İNGİLTERE'de temaslarını sürdüren Cumhurbaşkanı Recep
Tayyip Erdoğan, ABD Büyükelçiliği'nin Kudüs'e taşınmasını protesto
eden Filistinlilere yönelik İsrail askerlerinin açtığı ateş sonucu
çok sayıda kişinin yaşamını yitirmesi ve binlerce kişinin
yaralandığı olaylarla ilgili sert açıklamada bulundu. Erdoğan, "Bu
soykırımı lanetliyorum. İsrail bir terör devletidir. Bir terör
devleti olarak da şu anda attığı adımlarla bunu ispatlamaktadır"
dedi.
İngiltere'nin başkenti Londra'da temaslarını sürdüren Cumhurbaşkanı
Erdoğan, İntercontinental Otel'de İngiltere'de eğitim gören
öğrencilerle bir araya geldi. Cumhurbaşkanı Erdoğan sözlerine,
"Bugün İsrail terörüne kurban verdiğimiz Gazzeli şehitlerimize,
Filistinli şehitlerimize yüce Mevla'dan rahmet niyaz ediyorum. Aynı
saldırılarda yaralanan Filistinli kardeşlerime acil şifalar temenni
ediyorum" diyerek başladı.
Filistin'de 55 şehit ve 2 bin 500'den fazla yaralı olduğunu
hatırlatan Erdoğan, yaralılar arasında yoğun bakımda olanların da
bulunduğunu ve ilaç ulaştırmakta bile sıkıntı çekildiğini söyledi.

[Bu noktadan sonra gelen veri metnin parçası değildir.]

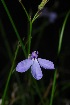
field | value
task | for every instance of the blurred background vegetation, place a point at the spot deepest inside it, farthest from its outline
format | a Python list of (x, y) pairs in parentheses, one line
[(23, 89)]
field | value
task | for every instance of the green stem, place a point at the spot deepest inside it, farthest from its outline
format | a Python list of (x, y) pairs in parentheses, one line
[(59, 48), (24, 10), (6, 88), (14, 27), (29, 38)]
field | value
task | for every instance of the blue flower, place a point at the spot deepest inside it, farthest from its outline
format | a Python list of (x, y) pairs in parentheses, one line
[(35, 63)]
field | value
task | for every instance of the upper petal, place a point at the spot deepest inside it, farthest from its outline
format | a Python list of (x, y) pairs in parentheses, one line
[(24, 65), (36, 70), (46, 63)]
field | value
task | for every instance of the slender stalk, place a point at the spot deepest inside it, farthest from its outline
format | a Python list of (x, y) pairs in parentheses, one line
[(24, 10), (29, 38), (59, 48), (14, 27), (6, 87)]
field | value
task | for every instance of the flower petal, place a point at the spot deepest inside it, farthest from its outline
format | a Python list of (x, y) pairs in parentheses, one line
[(46, 64), (24, 65), (36, 70)]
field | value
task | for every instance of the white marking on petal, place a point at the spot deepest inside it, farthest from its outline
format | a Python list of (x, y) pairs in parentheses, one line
[(24, 65), (46, 64), (36, 70)]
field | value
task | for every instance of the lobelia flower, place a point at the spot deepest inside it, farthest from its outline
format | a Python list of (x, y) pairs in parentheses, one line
[(35, 63)]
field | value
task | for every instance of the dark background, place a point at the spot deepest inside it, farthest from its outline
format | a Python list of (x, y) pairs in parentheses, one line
[(48, 45)]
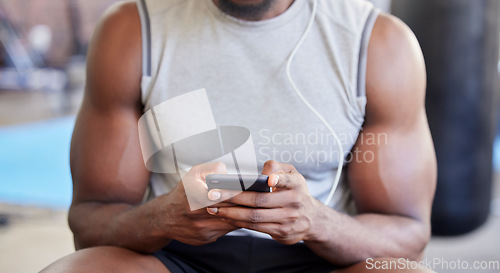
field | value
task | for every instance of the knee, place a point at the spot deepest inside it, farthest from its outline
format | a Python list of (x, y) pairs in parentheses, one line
[(102, 259), (387, 265)]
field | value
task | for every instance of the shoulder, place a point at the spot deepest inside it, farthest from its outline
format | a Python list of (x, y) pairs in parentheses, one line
[(396, 77), (114, 62)]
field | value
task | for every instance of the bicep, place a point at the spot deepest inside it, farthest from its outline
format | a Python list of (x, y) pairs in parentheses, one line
[(106, 160), (395, 170)]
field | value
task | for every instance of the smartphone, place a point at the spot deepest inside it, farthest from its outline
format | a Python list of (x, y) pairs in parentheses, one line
[(238, 182)]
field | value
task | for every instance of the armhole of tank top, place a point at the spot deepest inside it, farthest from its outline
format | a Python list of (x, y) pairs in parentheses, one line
[(363, 56), (146, 51)]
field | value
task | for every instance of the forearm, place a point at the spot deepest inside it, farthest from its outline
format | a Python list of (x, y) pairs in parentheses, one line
[(113, 224), (345, 240)]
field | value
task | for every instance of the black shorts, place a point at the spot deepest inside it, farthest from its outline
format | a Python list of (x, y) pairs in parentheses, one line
[(242, 254)]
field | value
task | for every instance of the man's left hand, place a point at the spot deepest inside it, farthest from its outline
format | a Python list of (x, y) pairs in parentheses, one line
[(287, 213)]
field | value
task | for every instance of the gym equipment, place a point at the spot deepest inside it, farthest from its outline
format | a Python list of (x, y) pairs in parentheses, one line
[(460, 41)]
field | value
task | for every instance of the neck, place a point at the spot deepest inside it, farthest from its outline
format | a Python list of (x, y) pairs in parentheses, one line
[(253, 10)]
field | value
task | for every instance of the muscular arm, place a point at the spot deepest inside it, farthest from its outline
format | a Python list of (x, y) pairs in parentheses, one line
[(394, 192), (109, 176)]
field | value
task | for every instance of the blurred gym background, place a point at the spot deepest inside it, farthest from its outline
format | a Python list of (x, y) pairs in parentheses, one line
[(42, 74)]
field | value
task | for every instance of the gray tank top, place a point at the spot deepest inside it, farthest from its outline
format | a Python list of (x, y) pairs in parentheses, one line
[(191, 44)]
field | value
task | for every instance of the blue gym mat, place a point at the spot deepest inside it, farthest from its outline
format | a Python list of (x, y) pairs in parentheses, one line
[(34, 163)]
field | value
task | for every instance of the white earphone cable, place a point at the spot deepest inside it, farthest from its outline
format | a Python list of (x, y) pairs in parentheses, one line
[(303, 99)]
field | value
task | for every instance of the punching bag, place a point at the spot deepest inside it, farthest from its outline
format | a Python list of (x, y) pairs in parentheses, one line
[(460, 41)]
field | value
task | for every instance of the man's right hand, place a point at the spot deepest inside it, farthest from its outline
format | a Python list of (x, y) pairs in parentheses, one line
[(179, 222)]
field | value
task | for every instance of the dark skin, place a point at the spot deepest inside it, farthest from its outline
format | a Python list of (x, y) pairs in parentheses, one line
[(393, 193)]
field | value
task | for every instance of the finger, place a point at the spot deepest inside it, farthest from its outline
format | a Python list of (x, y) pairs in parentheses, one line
[(210, 168), (283, 180), (250, 214), (272, 166), (195, 185), (251, 199)]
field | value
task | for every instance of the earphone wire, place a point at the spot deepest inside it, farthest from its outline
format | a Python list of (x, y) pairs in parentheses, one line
[(304, 100)]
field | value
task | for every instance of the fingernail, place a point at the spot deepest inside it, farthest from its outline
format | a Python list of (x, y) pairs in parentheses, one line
[(213, 210), (276, 179), (213, 195)]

Filistin’de yaşananların bir insanlık dramını olduğunu ifade eden
Erdoğan, "Hangi taraftan olursa olsun, ister Amerika, ister İsrail
lanetliyorum. Buna sessiz kalanlara da kusura bakmayın onları da
lanetliyorum. Şu anda İsrail devlet terörü estirmektedir. İsrail,
bir terör devletidir ve bir terör devleti olarak da şu anda attığı
adımlarla bunu ispatlamaktadır" dedi.
"Ne yazık ki Amerika, PYD, YPG ile DEAŞ'a karşı mücadele ettiğini
söyleyerek nasıl iş birliği yapıyorsa işte burada da ne yazık ki
İsrail ile acımasız bir şekilde iş birliğine girmiştir" diyen
Erdoğan, "İsrail'in yaptığı bir soykırımdır ve bu soykırımı ilk
defa bugün yapmıyor. 1948'den itibaren biliyorsunuz bu işgal devam
etmektedir ve küçüle küçüle küçüle Filistin bugünkü bir avuç yerde
kaldı. Şimdi de buradan atmanın gayreti içerisindeler. Gayrimeşru
bir karara karşı sadece demokratik hakkını kullanan sivillere
yönelik bu saldırılar bir kez daha İsrail'in çirkin yüzünü ortaya
koymuştur" şeklinde konuştu.
"3 GÜN MİLLİ YAS İLAN ETTİK"
Saldırı haberini almalarının ardından Başbakan Binali Yıldırım ve
diğer ilgililerle görüşmeler yaptıklarını dile getiren Erdoğan,
istişareler neticesinde Türkiye olarak yaşanan vahşete tepki koymak
için bazı kararlar aldıklarını belirterek, "Filistinli
kardeşlerimizle dayanışma için ülkemizde yarından başlamak üzere 3
gün milli yas ilan ettik. Ayrıca dönem başkanlığını yürüttüğümüz
İslam İşbirliği Teşkilatını da olağanüstü toplantıya çağırıyoruz.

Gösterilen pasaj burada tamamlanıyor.